The staff were quite good at explaining the menu in English and Chinese and even Korean, but one thing they failed to mention was that the soup I ordered, normally made with pork, this time contained dog. Yes, that's right, dog. Uh huh. Lassie. Bowser. Man's best friend. Etc. Mind you, this was only casually mentioned by one of my dining companions, "oh, by the way, that's dog you just took a bite of."

Needless to say, I stuck with the beef (bulgogi) BBQ.Afterwards (and sometimes during the meal) the staff brought us dessert, which consisted of sliced watermelon, melon ice cream, and some little fried bits of dough liberally coated in sugar. Midway through the meal they brought us damp towels, which I think you actually use before the eating starts (or after, I think).On the way out the door the immaculately attired North Korean soldier turned waiter gave us some fake Wrigley's "peppermint" chewing gum.
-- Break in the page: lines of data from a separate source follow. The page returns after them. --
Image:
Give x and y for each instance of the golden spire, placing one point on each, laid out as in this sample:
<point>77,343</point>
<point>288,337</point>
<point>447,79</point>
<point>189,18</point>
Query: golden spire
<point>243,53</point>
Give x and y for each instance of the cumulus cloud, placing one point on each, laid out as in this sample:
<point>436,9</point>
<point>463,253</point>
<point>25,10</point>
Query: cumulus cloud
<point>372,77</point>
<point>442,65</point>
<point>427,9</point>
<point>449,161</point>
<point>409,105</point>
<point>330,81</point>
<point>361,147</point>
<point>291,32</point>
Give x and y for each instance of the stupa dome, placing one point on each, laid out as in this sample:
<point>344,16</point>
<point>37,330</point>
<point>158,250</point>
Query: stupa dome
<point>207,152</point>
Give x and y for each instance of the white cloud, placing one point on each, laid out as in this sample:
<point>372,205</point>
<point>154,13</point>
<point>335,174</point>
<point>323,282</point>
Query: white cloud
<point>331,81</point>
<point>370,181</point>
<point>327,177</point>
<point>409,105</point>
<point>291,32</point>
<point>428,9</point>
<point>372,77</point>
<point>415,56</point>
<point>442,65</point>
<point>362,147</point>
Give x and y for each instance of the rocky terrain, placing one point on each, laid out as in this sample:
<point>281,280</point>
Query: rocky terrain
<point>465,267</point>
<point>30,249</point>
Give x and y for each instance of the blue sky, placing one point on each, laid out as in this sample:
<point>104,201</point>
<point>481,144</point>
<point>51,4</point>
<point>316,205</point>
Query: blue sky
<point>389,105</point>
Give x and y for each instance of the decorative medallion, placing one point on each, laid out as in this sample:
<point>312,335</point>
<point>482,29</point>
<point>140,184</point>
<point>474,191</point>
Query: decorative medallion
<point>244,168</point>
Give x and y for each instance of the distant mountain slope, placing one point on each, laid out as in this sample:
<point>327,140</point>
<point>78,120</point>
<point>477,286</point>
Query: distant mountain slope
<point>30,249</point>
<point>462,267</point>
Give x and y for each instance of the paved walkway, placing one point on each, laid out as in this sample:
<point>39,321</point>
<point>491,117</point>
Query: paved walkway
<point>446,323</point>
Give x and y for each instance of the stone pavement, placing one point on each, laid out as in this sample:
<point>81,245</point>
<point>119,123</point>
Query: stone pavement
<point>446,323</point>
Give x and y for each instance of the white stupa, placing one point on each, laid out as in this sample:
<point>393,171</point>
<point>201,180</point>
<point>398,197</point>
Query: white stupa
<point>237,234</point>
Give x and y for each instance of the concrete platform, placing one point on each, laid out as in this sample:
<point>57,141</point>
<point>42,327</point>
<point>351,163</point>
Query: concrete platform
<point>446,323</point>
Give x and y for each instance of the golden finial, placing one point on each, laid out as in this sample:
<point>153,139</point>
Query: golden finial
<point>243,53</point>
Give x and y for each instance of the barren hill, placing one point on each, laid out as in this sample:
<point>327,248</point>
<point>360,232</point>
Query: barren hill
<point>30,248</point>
I would definitely recommend this restaurant to anyone who loves Korean food (including the occasional canine - the sign outside should be a poster for that John Cusack movie, which by the way is already on DVD at Walmart here), or has a good command of Chinese, and dosen't mind attentive staff to the point of being slightly overbearing. I had a good experience, if nothing else for the atmosphere and some good bibimbap.

****NEW CONTENT, APRIL 2006****
One of the best meals I had in China was at a Brazilian restaurant (the name of which I cannot recall) on south Nanjing Road, Shenyang, in September of 2005. This is one of those places where the waiters come around to your table with meat on skewers and slice off large portions on to your plate. I had some fantastic beef, lamb and roasted chicken. There was also a quite comprehensive salad bar featuring various fresh and cooked vegetables, soup, and assorted types of sushi (including kimbap). The highlight of the meal had to have been the beer, freshly brewed on the premises.

While having my meal, a man came over to my table and introduced himself. He turned out to be Australian and had been in Shenyang visiting in-laws with his local wife and their daughter. Turns out they had been entertaining family in the restaurant since sometime early that afternoon, and he was eager to talk to have someone to speak to in English finally. I was equally desperate for conversation with a native English speaker, after nearly a month working in a Chinese-only company. Over a pitcher of beer, which he described as "bloody good brew, mate", he told me which items were good and which to avoid (he didn't need to tell me to avoid the chicken livers or fish balls, though). He turned out to run his own upholstery shop back in Oz, though he struck me more as a sheep herder or rancher. Nice fellow, anyways. And good company during the meal. While we talked, his half-Chinese daughter ran all over the restaurant, playing and being spoiled by the staff, who kept remarking on her cuteness. He said that is a problem, bringing young children with you to Asia, they get so spoiled and treated like princes/princesses that when they return to the "West" there's some major counter-culture shock for the youngsters.

Afterwards, I said goodbye to my new friend and his family, and departed - no need to pay the bill, I had already paid in advance, even though it was a sit-down restaurant - this was something the staff insisted on. Maybe they've seen too many people eat and drink their fill and then run out on their tab.Another interesting dining experience was at Pizza Hut, which is in the Heiping District on one of the major shopping streets (coincidentally, right next door to Wal-Mart). This is a more formal sit down experience, with soft lighting, nice decorations, and an line to get a seat - must be popular! One Chinese girl, Helen, a coworker of mine I had dinner with here remarked, "I get the feeling this place is mostly just for foreigners" at which I had her look around the room at the predominately Chinese clientele. The pizza was good, there was a salad bar (one trip only so make sure to load up the first time), and imported beer in bottles. Not somewhere I'd eat all the time, but good for a little treat once in a while.